While We Were Holding It Together


Ivana Müller

In While We Were Holding It Together, a tribute to the power of the imagination, Ivana Müller subjects notions of body and mind, and the relationship between the two, to a closer inspection. This results in a poetic, humoristic and philosophical production that draws the audience into Müller’s clear logic. While We Were Holding It Together creates images in becoming, always changing, depending on who is looking. Is it a rock band on tour? A picnic in the forest? A hotel room in Bangkok? We look, imagine and re-invent while searching for what is hidden and for what we want to see.

Created in 2006, the piece has been shown more than 70 times in festivals and venues in Europe, the United States and Asia. In 2007, While We Were Holding It Together won two prizes at Impulse Festival (DE).

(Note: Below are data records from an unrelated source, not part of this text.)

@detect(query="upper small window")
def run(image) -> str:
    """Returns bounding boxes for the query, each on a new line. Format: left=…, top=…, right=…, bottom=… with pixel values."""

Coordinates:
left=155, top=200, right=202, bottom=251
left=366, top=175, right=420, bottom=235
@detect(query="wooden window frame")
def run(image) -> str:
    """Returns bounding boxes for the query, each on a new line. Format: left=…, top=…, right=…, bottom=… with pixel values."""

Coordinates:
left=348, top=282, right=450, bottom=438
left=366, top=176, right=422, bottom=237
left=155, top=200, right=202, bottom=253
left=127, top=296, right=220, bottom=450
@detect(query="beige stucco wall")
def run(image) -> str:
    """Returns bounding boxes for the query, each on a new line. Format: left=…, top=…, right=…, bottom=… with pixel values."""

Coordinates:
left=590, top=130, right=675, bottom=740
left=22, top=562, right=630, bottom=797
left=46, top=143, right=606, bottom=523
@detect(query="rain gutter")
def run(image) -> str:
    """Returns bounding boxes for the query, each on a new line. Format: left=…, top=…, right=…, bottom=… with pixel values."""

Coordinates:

The jury of this internationally renowned festival awarded the performance with the first prize for the best off-theater production as well as the prize of the Goethe Institute.

The piece was also nominated for the 2007 VSCD mime-prize, which is the annual prize of the collaboration of Dutch theaters and concert halls for the best show of the year in the category of physical theater.

The piece exists in the original English version and, since November 2008, also in a French version.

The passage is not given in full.